Opening up to the world with vision and foresight or hanging on to the cumbersome and visibly unsuccessful centralized systems is one key question for Iran’s economy post-sanctions. For countries with cheap labor free trade will mean more lines of production and for countries with rich natural resources it will attract investors. In short, free trade means increase in exports. However can increase in exports lead to economic growth? Is it productivity that augments export or the other way around?
It is assumed that export companies are either more productive or they learn during the process of exporting. However, the latter is true only if exporters perform better than their domestic rivals years after they enter the export markets. Indian manufacturing data show that the performance of exporters and non-exporters does not diverge immediately following the launch of export activities by the former.

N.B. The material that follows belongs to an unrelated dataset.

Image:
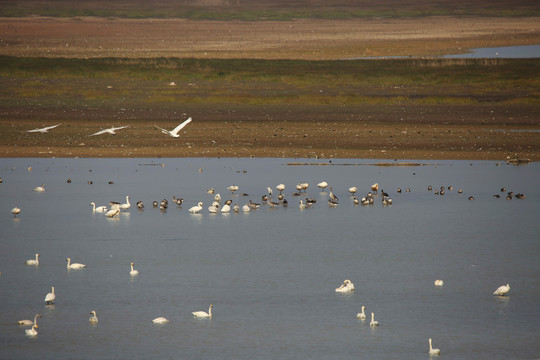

As there are cases where Iranian companies do export despite lack of productivity in relative terms, one needs to assess additional reasons for Iranian manufactures entering foreign markets. Since increase in non-oil exports is a oft-mentioned priority, the government needs to ramp up efforts beyond VAT exemption for exporters.
With the decline in commodity prices across continents, unending wars and violence in the region and the disturbing downside patterns in global economic growth, export markets look a bit gloomier at the moment. This is a good time for Iran to invest in infrastructure and production capacity for future gain in exports while drawing on the benefit from innovation and incentive.
Providing financial incentives to raise non-oil export has its own downside. Manufacturers might channel revenues in speculative areas for fat profits that would, among other things, indicate their incompetence. Financial incentives can be better managed by using the principle of ‘loss aversion’ and ‘overweighting of low probabilities’.
Loss aversion refers to the fact that losses bite more than equivalent gains. As such, the framing of monetary incentives is very important. Instead of giving cash to specific firms, the government can identify better-performing companies and give them financial support. Such backing can and should come at a price -- like charging exceptionally higher interest rates if specific targets are not met. Fear of failure and loosing the much-needed financial uplift will work for the benefit of all.
Moreover, research indicates financial incentives need to be adequate to be effective. Instead of giving bits and pieces to appease all those hunting for help, the government can give big amounts to one outstanding manufacturer in each sector. The company should be chosen randomly based on merit and the ability to meet clearly-defined targets in equal circumstances.
As people overweight low probabilities, the randomness will improve management of firms that in turn leads to higher labor productivity. This is what the government can and should do to consciously prepare firms for international markets. Iran might be able to benefit from higher marginal returns of capital, but for sustainable growth, policies should concurrently aim at marginal product of labor which is now perceived to be very low.